How to Use Community Relations to Grow Your Business

Written by Michele Pariza Wacek


Community relations is one of those marketing strategies that isn't talked about much, even though I venture to say practically everyone ends up doing it at one time or another. Basically, community relations is when you and your business become involved in your community. For instance:

* Your business donates money to nonprofit organizations. * You or your employees volunteer at a fundraising event. * You or your employees volunteer for a nonprofit organization. * You or your employees join a service club. * You or your employees network and/or volunteer at industry association meetings or business functions (such as Chamber of Commerce events). Some people might consider this networking and not community relations, but I would argue networking falls under community relations. Regardless, you getrepparttar idea.

I'm going to go throughrepparttar 148249 pros and cons of community relations in a moment, but first I want to encourage all of you to think about ways to not only add community relations to your marketing strategy but also to get better at leveraging those opportunities to grow your business. But first, let's go throughrepparttar 148250 pros and cons.

Pros: * Builds credibility for you and your business. * Builds personal relationships with customers. * Works well with advertising similar to public relations, community relations is a "soft" sell approach that can make your customers more receptive to your advertising. * Can be a stepping stone for PR. * Creates goodwill (and good karma).

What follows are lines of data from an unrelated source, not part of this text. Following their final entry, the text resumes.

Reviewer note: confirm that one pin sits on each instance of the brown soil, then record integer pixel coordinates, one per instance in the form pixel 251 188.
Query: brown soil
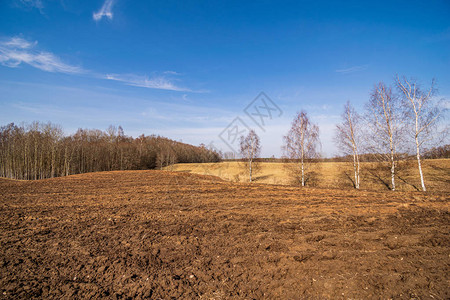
pixel 175 235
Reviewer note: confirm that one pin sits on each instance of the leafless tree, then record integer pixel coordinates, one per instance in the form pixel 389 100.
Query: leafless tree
pixel 385 126
pixel 422 115
pixel 301 142
pixel 40 150
pixel 348 137
pixel 250 149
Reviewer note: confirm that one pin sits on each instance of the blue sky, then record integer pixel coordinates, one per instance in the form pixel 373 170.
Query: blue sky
pixel 187 69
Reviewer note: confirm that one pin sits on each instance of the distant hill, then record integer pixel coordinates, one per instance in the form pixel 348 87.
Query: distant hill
pixel 41 150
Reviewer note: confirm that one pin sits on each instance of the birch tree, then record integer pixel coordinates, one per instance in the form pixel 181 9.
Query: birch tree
pixel 421 113
pixel 385 126
pixel 348 137
pixel 301 142
pixel 250 149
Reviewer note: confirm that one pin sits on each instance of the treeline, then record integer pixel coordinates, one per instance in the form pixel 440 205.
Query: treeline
pixel 41 150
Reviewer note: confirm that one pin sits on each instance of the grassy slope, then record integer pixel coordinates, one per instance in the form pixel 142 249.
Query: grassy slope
pixel 334 174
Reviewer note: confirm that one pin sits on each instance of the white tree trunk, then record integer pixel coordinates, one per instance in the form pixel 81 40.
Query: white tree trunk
pixel 303 174
pixel 393 170
pixel 250 170
pixel 420 166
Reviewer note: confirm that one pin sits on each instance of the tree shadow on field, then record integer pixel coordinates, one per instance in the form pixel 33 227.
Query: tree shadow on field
pixel 259 178
pixel 375 174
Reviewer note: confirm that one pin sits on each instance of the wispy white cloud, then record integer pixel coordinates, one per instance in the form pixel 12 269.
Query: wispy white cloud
pixel 31 4
pixel 352 69
pixel 156 82
pixel 16 51
pixel 105 11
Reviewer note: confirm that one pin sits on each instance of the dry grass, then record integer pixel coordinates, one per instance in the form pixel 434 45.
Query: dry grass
pixel 334 174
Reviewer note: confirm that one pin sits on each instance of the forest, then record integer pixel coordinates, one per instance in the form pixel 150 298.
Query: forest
pixel 41 150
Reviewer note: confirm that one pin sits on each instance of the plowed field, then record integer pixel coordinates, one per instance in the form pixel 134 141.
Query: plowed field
pixel 166 235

Cons: * Time community relations can consume a ton of it. All that volunteering can suck up a lot of working and/or leisure hours. * Long wait to realize results like public relations, you implement a community relations plan forrepparttar 148251 long haul. And I do meanrepparttar 148252 long haul (even longer than PR). * Difficult to track I'm talking mainly aboutrepparttar 148253 non-business networking activities here. You may never be able to trace sales to community relations. Actually, chances are you probably won't. You need to trust it's working on some cosmic level and let it go. * No payoff at all this can happen if you find yourself donating time and/or money to charities that are wonderful causes but offer little advertising and/or promotional opportunities. Now, that doesn't mean I'm advocating only supporting high-visibility causes. Onrepparttar 148254 contrary, there are many good reasons to have a community relations program in place. For one,repparttar 148255 good feeling you get knowing you're supporting a worthy cause (not to mention allrepparttar 148256 good karma you build).

The three other ways to be a successful coach:

Written by Steve Wright


Until I found out about this, I generally coached everyonerepparttar same. Only in about one out of four cases it seemed to work. Thats because there are three other ways of coaching that I simply did not know about.

Ken Blanchard's Situational leadership II is all aboutrepparttar 148235 leader (read coach) making a conscious decision on their behaviour to best encourage and support each specific staff member.

How logical does that sound? Its one of those statements that is so obvious, and yet I knew straight away its something I simply have never done.

Blanchard has identified four leadership styles to be associated with four levels of staff development. Ah! I hear you say "I treat different people differently, so I already do this. So there aren't three other ways." But there is a catch?repparttar 148236 staff development level is based onrepparttar 148237 specific task. Ask yourself, do you treatrepparttar 148238 same staff member differently when in relation to different tasks? This wasrepparttar 148239 key for me.

I am fine with treating people differently, butrepparttar 148240 same person depending onrepparttar 148241 task just does not feel right. I can recall inrepparttar 148242 past being sometimes surprised at how someone who has normally managed to quite independently complete tasks, stumble their way through far easier ones. I was not consideringrepparttar 148243 person andrepparttar 148244 task combined.

Development Levels Blanchard has defined four levels.

When we start, we know little and are probably not very good at our new job. As an enthusiastic beginner, we are however always keen, showing high commitment as a response to being givenrepparttar 148245 opportunity of a new position or level of responsibility.

After some time, commitment wanes as eitherrepparttar 148246 job is different to expected or maybe harder and progress is slower. This isrepparttar 148247 second level described asrepparttar 148248 disillusioned learner.

As time and experience continue, competence builds, but oftenrepparttar 148249 commitment lags behind. Still carryingrepparttar 148250 disillusionment,repparttar 148251 staff member is not so sure about their ability.

Finally,repparttar 148252 staff member begins to believe in their own abilities and commitment returns to supportrepparttar 148253 high capability and they are then defined as aself-reliant achiever. FOR THAT TASK.

I have to keep reminding myself to assessrepparttar 148254 individual onrepparttar 148255 basis ofrepparttar 148256 work being done. The rules are based on Competence and Commitment. A good action now is to think of a task or goal recently delegated to a staff member. For that task, are they highly competent? - Can they do it easily? Onrepparttar 148257 other side, are they committed? Do they believe they can do it?

Now we know their development level forrepparttar 148258 task or goal, how do we behave?

Leadership Styles Blanchard uses two scales: Directive and Supportive.